In 2005 the German Federal Administrative Court had to rule on the application of a multiple sclerosis sufferer who asked the government for an exemption from the narcotics law, which would allow him to use cannabis for self-medication. On 19 May the court ruled in favour of the patient writing that the ‘right of physical integrity cannot only be violated in that bodies of the state themselves produce an assault or inflict pain through their actions. The extent of protection of this fundamental right is also affected if the government takes measures to prevent a medical condition to be cured or at least be mitigated and thereby physical suffering is continued and maintained needlessly.’
In both cases these rulings finally forced and motivated the governments to change the law to allow seriously ill patients to get access to cannabis and to allow doctors to prescribe it.
How governments deal with that dilemma
Governments around the world are expected to work for the wellbeing of their citizens, including access to effective treatments. What does this mean in practice when it comes to medical use of cannabis and cannabinoids? Today, we see the whole spectrum of possible legal handlings of this dilemma in different countries.
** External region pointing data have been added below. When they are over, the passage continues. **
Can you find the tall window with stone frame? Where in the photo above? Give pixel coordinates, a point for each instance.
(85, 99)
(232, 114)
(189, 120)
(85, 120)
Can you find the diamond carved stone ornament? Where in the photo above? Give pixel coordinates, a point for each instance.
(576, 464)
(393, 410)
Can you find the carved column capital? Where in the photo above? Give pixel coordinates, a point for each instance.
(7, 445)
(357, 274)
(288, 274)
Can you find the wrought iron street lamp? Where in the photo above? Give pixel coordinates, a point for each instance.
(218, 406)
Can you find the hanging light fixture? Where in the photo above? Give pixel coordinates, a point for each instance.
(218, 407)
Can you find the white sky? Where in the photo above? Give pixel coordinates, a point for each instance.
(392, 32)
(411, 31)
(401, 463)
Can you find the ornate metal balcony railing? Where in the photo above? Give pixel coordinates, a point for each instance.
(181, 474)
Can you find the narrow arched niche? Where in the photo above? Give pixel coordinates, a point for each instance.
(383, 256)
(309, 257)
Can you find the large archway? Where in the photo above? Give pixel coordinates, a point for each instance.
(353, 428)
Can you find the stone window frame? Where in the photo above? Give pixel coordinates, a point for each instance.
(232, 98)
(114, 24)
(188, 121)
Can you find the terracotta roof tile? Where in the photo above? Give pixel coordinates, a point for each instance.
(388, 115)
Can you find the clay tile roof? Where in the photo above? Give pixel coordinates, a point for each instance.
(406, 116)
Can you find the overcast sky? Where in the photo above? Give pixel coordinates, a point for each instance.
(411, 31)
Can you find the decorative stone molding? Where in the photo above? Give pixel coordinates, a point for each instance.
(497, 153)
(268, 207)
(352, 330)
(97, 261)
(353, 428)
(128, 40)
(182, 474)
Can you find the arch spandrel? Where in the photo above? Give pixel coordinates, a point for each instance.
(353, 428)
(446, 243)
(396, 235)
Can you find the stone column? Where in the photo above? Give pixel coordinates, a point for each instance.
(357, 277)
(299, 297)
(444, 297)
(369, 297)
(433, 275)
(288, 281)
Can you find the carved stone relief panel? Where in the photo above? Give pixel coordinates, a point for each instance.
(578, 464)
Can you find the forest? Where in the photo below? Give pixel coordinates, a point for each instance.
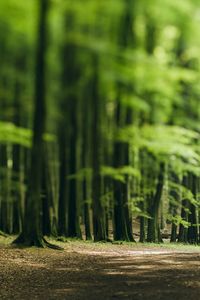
(99, 137)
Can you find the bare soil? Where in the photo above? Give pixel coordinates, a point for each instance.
(100, 271)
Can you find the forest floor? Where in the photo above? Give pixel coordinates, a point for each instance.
(88, 271)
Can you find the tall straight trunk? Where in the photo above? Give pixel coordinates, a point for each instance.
(62, 203)
(122, 214)
(99, 224)
(183, 231)
(153, 234)
(32, 232)
(192, 218)
(86, 160)
(175, 194)
(73, 210)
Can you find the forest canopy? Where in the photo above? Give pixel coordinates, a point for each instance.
(100, 120)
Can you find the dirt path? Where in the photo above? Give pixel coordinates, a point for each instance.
(98, 271)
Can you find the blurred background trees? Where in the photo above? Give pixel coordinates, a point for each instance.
(116, 154)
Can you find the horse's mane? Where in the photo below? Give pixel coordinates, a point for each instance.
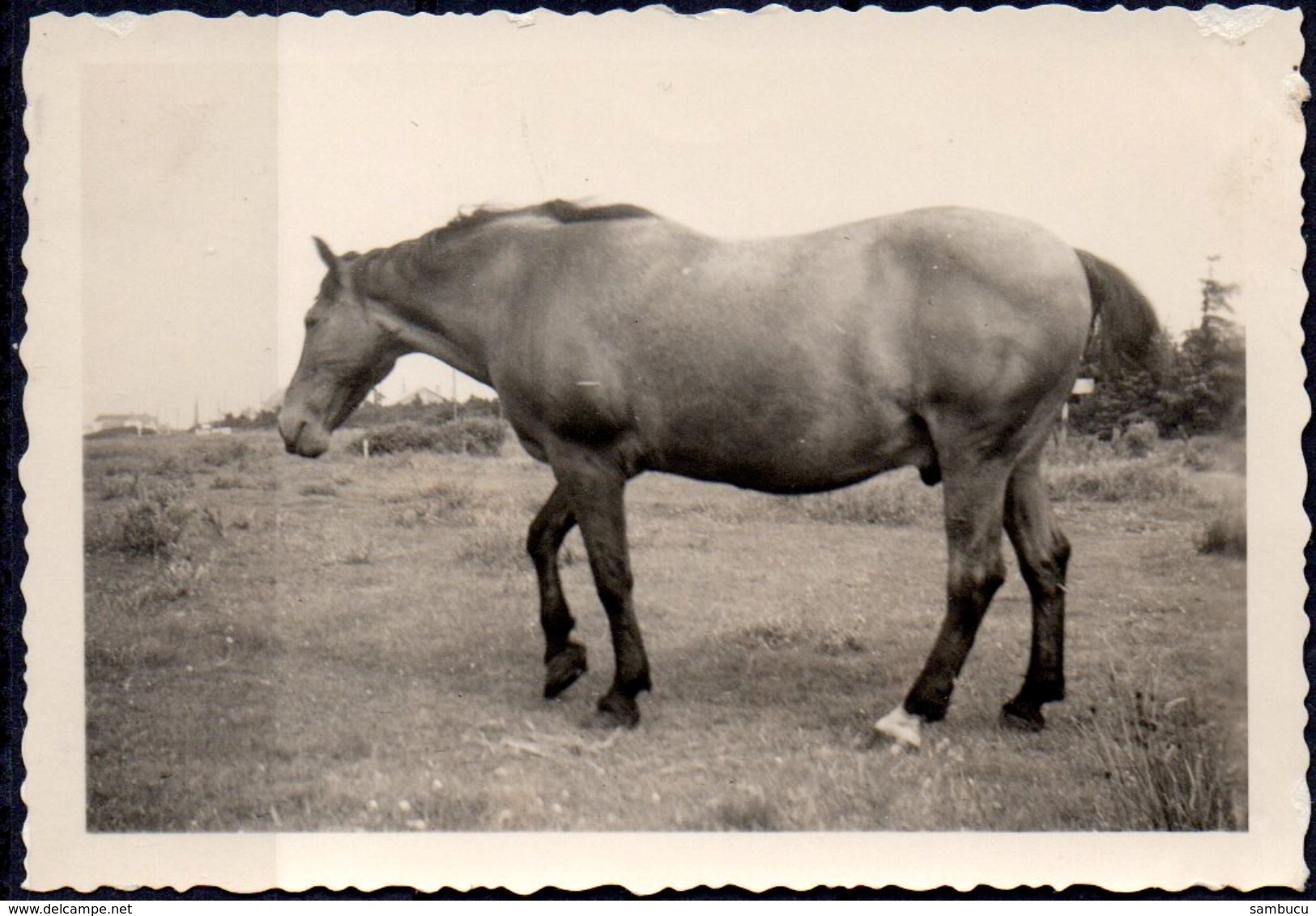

Many governments still close their eyes and their citizens have no access to such a treatment. In some countries a limited number of patients may have access to cannabis-based medicines with an exemption from a government body. In other countries or states cannabis may be prescribed by doctors for certain indications, for which there is at least some scientific evidence. In other countries, cannabis-based medicines may be used without strict limitation to certain medical conditions, but based on efficacy in the specific case of serious illness. In most countries cannabis-based medicines are only available if formally approved for a certain indication.